The analyte was measured using an AB Sciex QTrap 5500 mass spectrometer equipped with a Shimadzu HPLC of 2 LC-20AD XR pumps and SIL-20AC XR auto-sampler. The system was operated in positive-ion electrospray ionization mode with multiple reaction monitoring scanning. Acquity UPLC HSS C18 column (Waters, 186004687) was used at room temperature and autosampler tray was kept at 4°C. The parameters for LC-MS/MS are listed in Supplemental Table 1. Analytes were quantified by integrating the LC-MS/MS peak areas with Analyst 4.0 software. A series of standards with final concentrations of 0.01, 0.02, 0.05, 0.1, 0.2, 0.5 and 1.0 μM of 5,10-methenylTHF (Schircks Laboratories, 16.230) and 0.05 μM of methotrexate (internal starndard) were used. Negative control samples included a reaction mixture prepared with PBS instead of cell lysate as well as a blank sample for which reaction mixture with cell lysate was boiled for 3 minutes prior to 37°C incubation.
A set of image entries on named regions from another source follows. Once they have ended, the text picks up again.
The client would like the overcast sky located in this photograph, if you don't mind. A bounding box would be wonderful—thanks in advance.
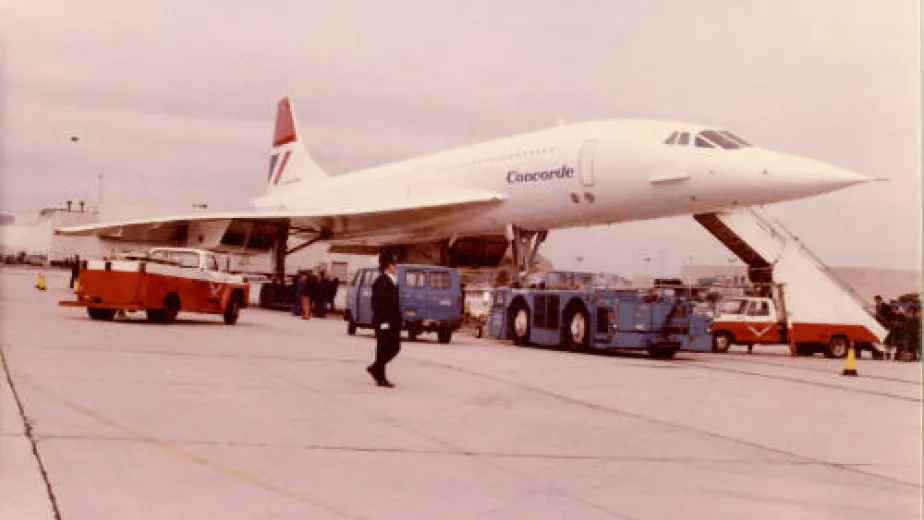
[0,0,921,275]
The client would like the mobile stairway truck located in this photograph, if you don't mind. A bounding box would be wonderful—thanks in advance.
[695,208,887,358]
[488,289,712,359]
[59,247,249,325]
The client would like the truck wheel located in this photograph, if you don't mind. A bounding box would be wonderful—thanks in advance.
[712,332,732,354]
[223,295,241,325]
[825,334,850,358]
[160,293,180,323]
[648,347,677,359]
[508,301,529,345]
[562,305,590,351]
[87,307,115,321]
[260,283,276,309]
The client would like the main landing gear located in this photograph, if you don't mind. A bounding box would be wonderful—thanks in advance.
[507,224,549,285]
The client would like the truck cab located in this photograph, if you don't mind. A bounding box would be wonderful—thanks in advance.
[343,264,462,343]
[712,296,787,352]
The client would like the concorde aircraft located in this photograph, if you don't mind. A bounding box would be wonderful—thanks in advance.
[56,98,871,272]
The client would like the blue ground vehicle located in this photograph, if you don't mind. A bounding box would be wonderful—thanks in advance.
[488,289,712,358]
[343,264,462,343]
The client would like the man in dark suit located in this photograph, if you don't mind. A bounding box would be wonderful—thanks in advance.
[366,253,401,388]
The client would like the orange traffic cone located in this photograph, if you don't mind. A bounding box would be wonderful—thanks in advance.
[841,345,858,376]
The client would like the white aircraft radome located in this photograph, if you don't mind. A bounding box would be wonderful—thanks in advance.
[56,98,872,276]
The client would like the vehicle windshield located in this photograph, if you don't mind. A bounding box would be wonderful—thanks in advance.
[719,300,748,314]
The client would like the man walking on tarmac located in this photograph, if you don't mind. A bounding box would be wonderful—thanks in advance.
[366,252,401,388]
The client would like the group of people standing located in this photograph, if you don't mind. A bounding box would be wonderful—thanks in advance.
[292,269,340,320]
[875,295,921,361]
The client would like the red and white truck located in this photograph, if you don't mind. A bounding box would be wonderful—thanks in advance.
[696,208,887,357]
[60,247,249,325]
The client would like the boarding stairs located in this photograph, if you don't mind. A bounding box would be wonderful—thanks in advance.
[694,208,887,350]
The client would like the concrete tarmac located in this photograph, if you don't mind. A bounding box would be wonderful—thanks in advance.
[0,268,922,520]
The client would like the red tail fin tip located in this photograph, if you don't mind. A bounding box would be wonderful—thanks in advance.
[273,97,295,147]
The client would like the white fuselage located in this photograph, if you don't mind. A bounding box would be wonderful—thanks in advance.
[253,120,869,245]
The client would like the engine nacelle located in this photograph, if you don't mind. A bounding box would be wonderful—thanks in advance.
[383,235,510,269]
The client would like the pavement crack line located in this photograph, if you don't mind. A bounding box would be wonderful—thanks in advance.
[410,357,921,489]
[0,348,62,520]
[32,435,820,466]
[249,366,637,520]
[15,376,369,520]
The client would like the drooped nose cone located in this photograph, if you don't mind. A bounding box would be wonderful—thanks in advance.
[765,153,873,198]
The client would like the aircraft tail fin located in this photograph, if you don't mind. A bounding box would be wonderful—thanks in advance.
[266,97,328,192]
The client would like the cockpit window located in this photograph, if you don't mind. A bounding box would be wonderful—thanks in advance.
[699,130,741,150]
[722,130,751,148]
[664,130,752,150]
[694,134,715,148]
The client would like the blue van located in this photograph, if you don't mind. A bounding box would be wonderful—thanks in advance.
[343,264,462,343]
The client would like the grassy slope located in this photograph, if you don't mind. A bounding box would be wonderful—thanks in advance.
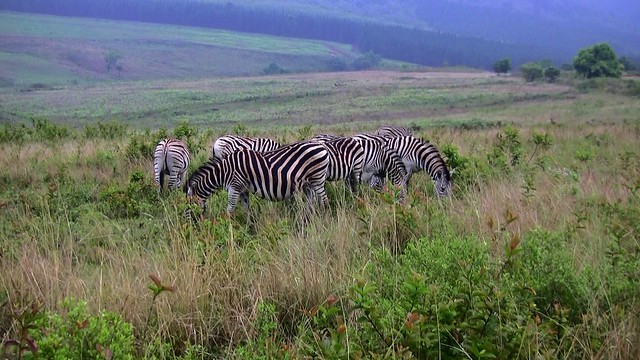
[0,12,368,85]
[0,67,640,359]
2.2. Quantification of folate species in fibroblasts:
Fibroblasts were cultured in 10 cm dishes in standard DMEM (Cellgro) supplemented with 20% FBS (Sigma-Aldrich), 1% NEAA, 1% glutamax and 1% sodium pyruvate solution (GIBCO). Fresh media was added to cultures 2 hours before harvesting. Media was removed and cells were lysed immediately without washing using 1.5 mL of ice-cold 1:1 H2O: Acetonitrile lysis buffer freshly made with 25mM sodium ascorbate and 25 mM ammonium acetate (pH 7.0). Samples were incubated on ice for 20 min before scraping into a microcentrifuge tube and heating at 60°C for 5 min. Samples were returned to ice and folates extracted following the procedure of Chen et al (Chen et al. 2018). Upon elution from an SPE column, samples were dried down, resuspended in 50 μL water and ran on a Thermo QExactive Orbitrap mass spectrometer with a Vanquish UHPLC system. 5-formyl-THF standard was obtained from Schrick laboratories and added to certain extracted samples at 50 ng/ mL final. Samples were run in reverse phase separated on a Synergy Hydro-RP column (Phenomenex) and analyzed in negative ion mode (Chen et al. 2018). Data was analyzed using the Maven software suite.
3. Results:
3.1. Case 1
Patient 1 is an 8-year-old male with global developmental delay, microcephaly, short stature, epilepsy, spasticity, and cerebral hypomyelination. He was the product of an uncomplicated pregnancy and term delivery. First concerns arose at 3 months of age when he was noted to have developmental delay, feeding difficulties, an exaggerated startle response, short stature (length approximately 3 standard deviations below mean), and microcephaly (head circumference approximately 4 standard deviations below mean). MRI performed at 3 months of age demonstrated delayed myelination, mild lateral ventriculomegaly and slight prominence of the cerebellar fissures (Figure 1A, E, I). An EEG was performed because of his exaggerated startle and demonstrated multifocal sharp waves and intermittent generalized slowing.
Family history was negative for similarly affected individuals. Maternal ancestry is Italian, French, and Portuguese, and paternal ancestry is Italian, Irish, and Scottish. There is no known consanguinity.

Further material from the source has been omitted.